“L’Ets fa guadagnare gli armatori, non va depotenziato”
L’Ong T&E invita a non cedere a esenzioni e alleggerimenti in materia di decarbonizzazione, perché lo shipping è in grado di ribaltare sulla merce anche più di quanto queste misure gli costano
Lungi dal rappresentare un aggravio operativo, l’Ets sarebbe una fonte di reddito aggiuntiva per i liner globali del trasporto container. Lo sostiene un recente studio dell’Ong Transport&Environment.
“Un campione di oltre 500 viaggi da e per i porti europei mostra che in quasi il 90% dei casi, le compagnie di navigazione addebitano ai clienti più dei costi effettivi dell’Ets. In un caso estremo, la compagnia danese Maersk probabilmente guadagnerà più di 300.000 euro in più da un singolo viaggio” si legge in una nota diffusa per presentarlo.
Quanto all’auspicio di diversi paesi del Mediterraneo (Italia in primis) di esentare alcuni loro scali particolarmente soggetti alla concorrenza dei porti extraeuropei dirimpettai, T&E sostiene che “non dovrebbe essere usato come scusa per ridimensionare l’Ets. Infatti è improbabile che le compagnie di navigazione eludano l’Ets se in realtà ne traggono profitto”.
Ancorché poco significativo a livello statistico generale, il traffico registrato nei primi mesi dell’anno a Gioia Tauro – ritenuto fra gli scali più a rischio – pare collimare con le tesi dell’Ong. “L’indagine di T&E ha esaminato 565 viaggi di 20 navi diverse di ciascuna delle quattro maggiori compagnie di navigazione europee: Maersk, Msc, Cma Cgm e Hapag-Lloyd. Nel caso più estremo, in un singolo viaggio dalla Cina alla Germania, è probabile che Maersk realizzi 325.000 euro di profitti aggiuntivi.

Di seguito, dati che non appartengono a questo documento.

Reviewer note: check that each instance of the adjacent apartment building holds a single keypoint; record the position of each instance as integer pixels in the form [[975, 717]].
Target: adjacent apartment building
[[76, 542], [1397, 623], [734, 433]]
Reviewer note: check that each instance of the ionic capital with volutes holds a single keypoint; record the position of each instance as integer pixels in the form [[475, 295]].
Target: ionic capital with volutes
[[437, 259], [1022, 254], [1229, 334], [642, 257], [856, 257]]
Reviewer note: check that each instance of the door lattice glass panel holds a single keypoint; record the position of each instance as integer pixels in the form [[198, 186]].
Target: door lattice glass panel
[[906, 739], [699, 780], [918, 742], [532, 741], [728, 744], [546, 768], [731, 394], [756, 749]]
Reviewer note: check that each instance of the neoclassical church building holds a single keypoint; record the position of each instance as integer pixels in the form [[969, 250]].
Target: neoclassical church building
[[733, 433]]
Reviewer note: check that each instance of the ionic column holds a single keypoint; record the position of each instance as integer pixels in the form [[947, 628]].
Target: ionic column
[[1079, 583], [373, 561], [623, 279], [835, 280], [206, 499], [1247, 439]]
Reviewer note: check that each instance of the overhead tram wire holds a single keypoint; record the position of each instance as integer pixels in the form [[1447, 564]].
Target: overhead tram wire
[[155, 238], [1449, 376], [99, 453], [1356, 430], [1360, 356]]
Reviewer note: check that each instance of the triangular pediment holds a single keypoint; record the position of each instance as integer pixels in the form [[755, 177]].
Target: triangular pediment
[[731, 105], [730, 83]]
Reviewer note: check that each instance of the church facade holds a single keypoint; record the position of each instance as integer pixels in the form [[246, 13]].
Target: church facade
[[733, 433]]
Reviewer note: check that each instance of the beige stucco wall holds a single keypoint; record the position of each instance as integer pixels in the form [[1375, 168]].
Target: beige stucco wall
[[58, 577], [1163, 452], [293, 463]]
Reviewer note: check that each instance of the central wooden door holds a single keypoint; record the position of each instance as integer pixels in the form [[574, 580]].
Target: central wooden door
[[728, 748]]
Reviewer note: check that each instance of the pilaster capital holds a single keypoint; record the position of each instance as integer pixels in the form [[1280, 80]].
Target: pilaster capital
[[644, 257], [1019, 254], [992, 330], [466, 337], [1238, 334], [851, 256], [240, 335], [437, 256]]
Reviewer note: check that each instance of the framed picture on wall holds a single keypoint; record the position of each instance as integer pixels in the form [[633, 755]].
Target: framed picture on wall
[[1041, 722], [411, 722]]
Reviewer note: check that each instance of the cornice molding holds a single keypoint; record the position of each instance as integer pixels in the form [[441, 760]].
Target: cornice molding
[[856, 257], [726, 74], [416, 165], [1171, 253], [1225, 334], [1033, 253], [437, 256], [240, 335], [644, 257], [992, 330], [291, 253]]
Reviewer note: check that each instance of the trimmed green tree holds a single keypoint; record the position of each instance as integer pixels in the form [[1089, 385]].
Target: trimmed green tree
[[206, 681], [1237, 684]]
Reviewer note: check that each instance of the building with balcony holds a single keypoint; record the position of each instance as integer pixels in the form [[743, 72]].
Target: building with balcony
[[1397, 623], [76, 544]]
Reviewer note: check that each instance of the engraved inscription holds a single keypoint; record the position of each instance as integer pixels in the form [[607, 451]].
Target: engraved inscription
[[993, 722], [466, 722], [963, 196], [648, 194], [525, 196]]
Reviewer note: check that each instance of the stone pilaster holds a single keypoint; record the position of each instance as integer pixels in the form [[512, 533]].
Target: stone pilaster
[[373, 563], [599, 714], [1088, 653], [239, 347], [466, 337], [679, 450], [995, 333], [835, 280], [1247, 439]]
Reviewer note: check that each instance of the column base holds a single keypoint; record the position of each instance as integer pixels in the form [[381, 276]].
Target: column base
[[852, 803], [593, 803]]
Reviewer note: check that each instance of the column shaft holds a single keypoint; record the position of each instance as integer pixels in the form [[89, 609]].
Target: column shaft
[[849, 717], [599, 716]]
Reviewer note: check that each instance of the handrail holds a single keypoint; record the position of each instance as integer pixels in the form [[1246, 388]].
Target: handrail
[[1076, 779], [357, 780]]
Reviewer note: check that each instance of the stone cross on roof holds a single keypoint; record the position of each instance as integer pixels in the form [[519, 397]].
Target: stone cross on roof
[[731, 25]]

Si stima che Maersk realizzi i maggiori profitti dalla sovrattassa, in media 60.000 euro per viaggio, seguita da Msc (25.000 euro), Hapag Lloyd (23.000 euro) e Cma CGM (14.000 euro). Sebbene i profitti per ciascun viaggio non siano sempre così elevati, per i vettori con centinaia di navi ciò rappresenta milioni di profitti aggiuntivi ogni anno”.
Secondo T&E per i liner è facile sovrastimare i surcharge, dal momento che il costo marginale sul singolo bene è quasi impercettibile, tanto che il fenomeno si ripete quale che sia la natura del sovraccosto, anzi a volte in modo più significativo: “I costi dell’Ets impallidiscono ad esempio rispetto ai surcharge legati al passaggio in Mar Rosso, teatro degli attacchi Houthi. In un caso analizzato da T&E sulle rotte effettuate dalla compagnia di navigazione francese Cma Cgm dall’Asia all’Europa, il costo dell’Ets rappresenta meno dell’1% del prezzo di un container, il surcharge Mar Rosso quasi il 18% del costo totale”.
Riconosciuto a Maersk l’impegno nella definizione “di piani ambiziosi per la produzione e l’utilizzo di carburanti alternativi”, la conclusione di T&E è che “il costo non è un ostacolo alla decarbonizzazione dello shipping, dato che le misure verdi più ambiziose aggiungono solo pochi centesimi alla maggior parte dei beni di consumo”. Un invito all’Ue a perseverare.